I asked some of the same questions when I started working with PowerShell. It’s not a simple topic; there are 5 streams (6, if you count the Progress stream) that can all produce host output in different ways (Output, Warning, Verbose, Error, and Debug). It’s tricky to make sure you catch everything and get it into your log file, and even more tricky if you want to see it at the console at the same time.

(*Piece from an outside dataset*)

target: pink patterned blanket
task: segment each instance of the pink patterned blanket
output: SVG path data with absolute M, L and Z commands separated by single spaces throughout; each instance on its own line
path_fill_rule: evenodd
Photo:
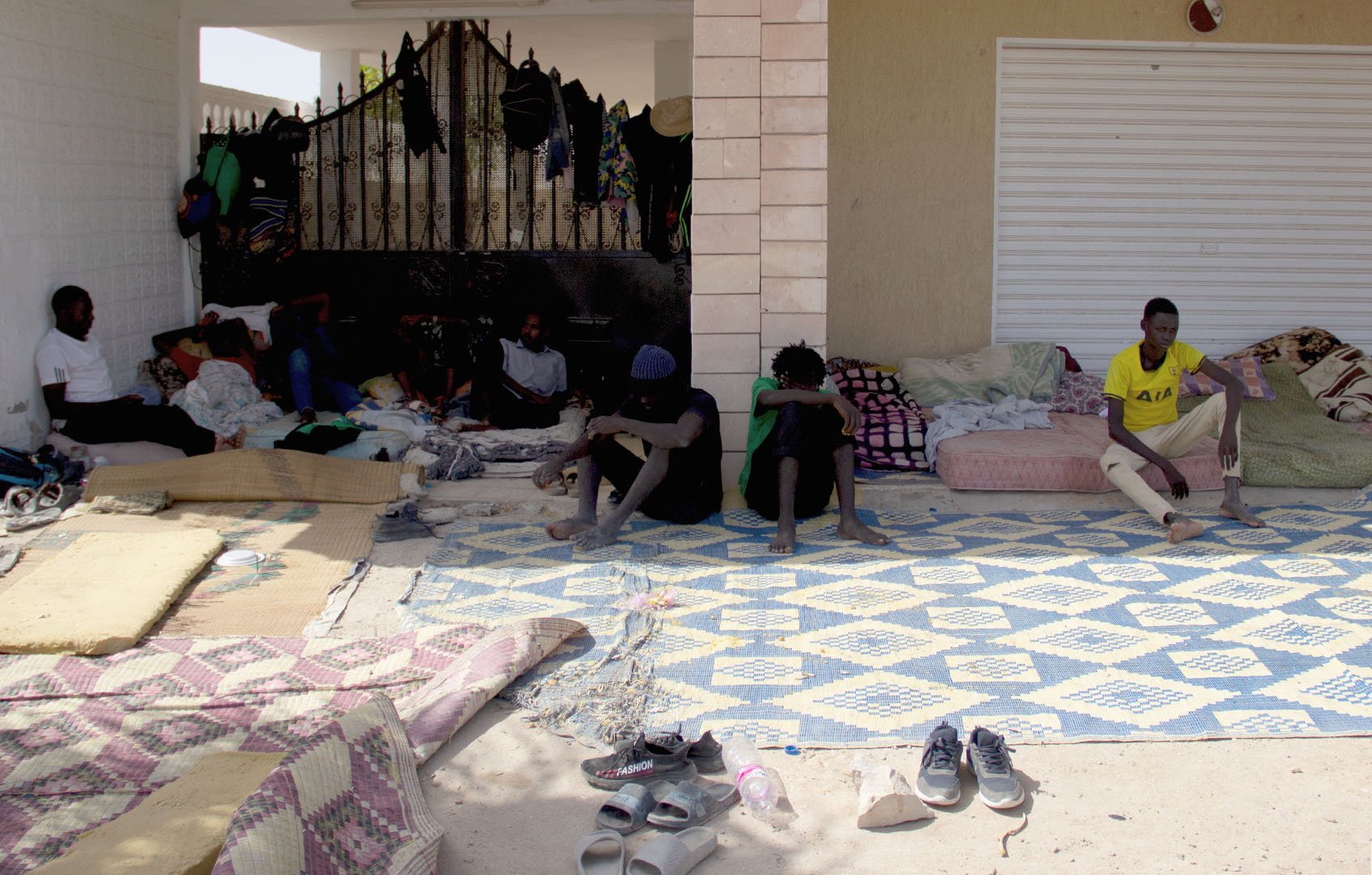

The simplest way to get everything into a log file (in PowerShell 3.0), is to use the *> redirection operator, but then you won’t see the output at the console.
Do-Something *> .\output.log
I wound up writing two modules for logging behavior to help with this in my scripts; the C# version is a bit more hands-off, but is also more likely to break on occasion, when Microsoft releases PowerShell updates (because it fiddles with private members of the PowerShell host to intercept console output.) They’re both available over on the TechNet repository: http://gallery.technet.microsoft.com/scriptcenter/Enhanced-Script-Logging-27615f85 and http://gallery.technet.microsoft.com/scriptcenter/Write-timestamped-output-4ff1565f
They make it fairly easy to accomplish thorough logging without much effort in your code, particularly the C# one. Here’s an example:
$logFile = Add-LogFile -Path '.\output.log'
# Run all your other script code here, no changes required.
# Anything that goes to the screen will wind up in the log file (except for the Progress stream, which is not really useful in a log).
# The module automatically prepends timestamps to non-blank lines, and indicates which stream produced the output. ([V] for Verbose, [D] for Debug, etc.)